The Israeli Foreign Ministry has rejected UNESCO’s resolution last week condemning Israeli activity in East Jerusalem and the Old City, the latest in a series of UN resolutions singling out Israel.
The Jordanian-sponsored resolution by the United Nations Educational, Scientific, Cultural Organization’s World Heritage Council (UNESCO) on Tuesday evening named Israel as the “occupying power” in the Old City of Jerusalem.
The Israeli Foreign Ministry said in response that the resolution cannot change the fact that Jerusalem is the capital of the Jewish people: “Jerusalem is the eternal capital of the Jewish people, and no decision by UNESCO can change that reality. It is sad, unnecessary and pathetic. It is worth noting that the decision didn’t even get a majority of votes”.

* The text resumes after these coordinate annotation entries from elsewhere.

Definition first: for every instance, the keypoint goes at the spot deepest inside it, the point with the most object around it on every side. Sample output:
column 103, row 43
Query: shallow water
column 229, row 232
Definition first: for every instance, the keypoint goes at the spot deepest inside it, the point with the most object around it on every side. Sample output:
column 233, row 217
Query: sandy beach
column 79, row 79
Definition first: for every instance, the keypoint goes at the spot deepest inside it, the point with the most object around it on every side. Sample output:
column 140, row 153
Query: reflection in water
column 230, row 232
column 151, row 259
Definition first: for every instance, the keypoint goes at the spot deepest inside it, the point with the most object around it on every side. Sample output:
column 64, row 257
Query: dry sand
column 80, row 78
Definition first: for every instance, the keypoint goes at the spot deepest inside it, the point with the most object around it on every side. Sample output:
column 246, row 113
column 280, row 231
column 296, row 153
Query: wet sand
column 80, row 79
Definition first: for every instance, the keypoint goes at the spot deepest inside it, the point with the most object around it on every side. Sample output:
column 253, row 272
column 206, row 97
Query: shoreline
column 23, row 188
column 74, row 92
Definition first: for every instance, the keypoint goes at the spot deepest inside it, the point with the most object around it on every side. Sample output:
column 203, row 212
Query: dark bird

The resolution slammed “the failure of the Israeli occupying authorities to cease the persistent excavations, tunnelling, works, projects and other illegal practices in East Jerusalem, particularly in and around the Old City of Jerusalem, which are illegal under international law”.
Jamaica, the Philippines and Burkina Faso opposed the resolution, and eight countries: Angola, Croatia, Finland, Peru, Poland, Portugal, Tanzania and South Korea abstained from the vote. The other ten countries who voted in favour of the legislation, alongside the Palestinian representatives, were Azerbaijan, Indonesia, Kazakhstan, Kuwait, Lebanon, Tunisia, Turkey, Vietnam, Cuba and Zimbabwe.
Israel’s UN envoy Danny Danon maintained that nothing can sever the bonds between the Jewish people and Jerusalem, and said that “nothing is more disgraceful than UNESCO declaring the world’s only Jewish state the ‘occupier’ of the Western Wall and Jerusalem’s Old City”.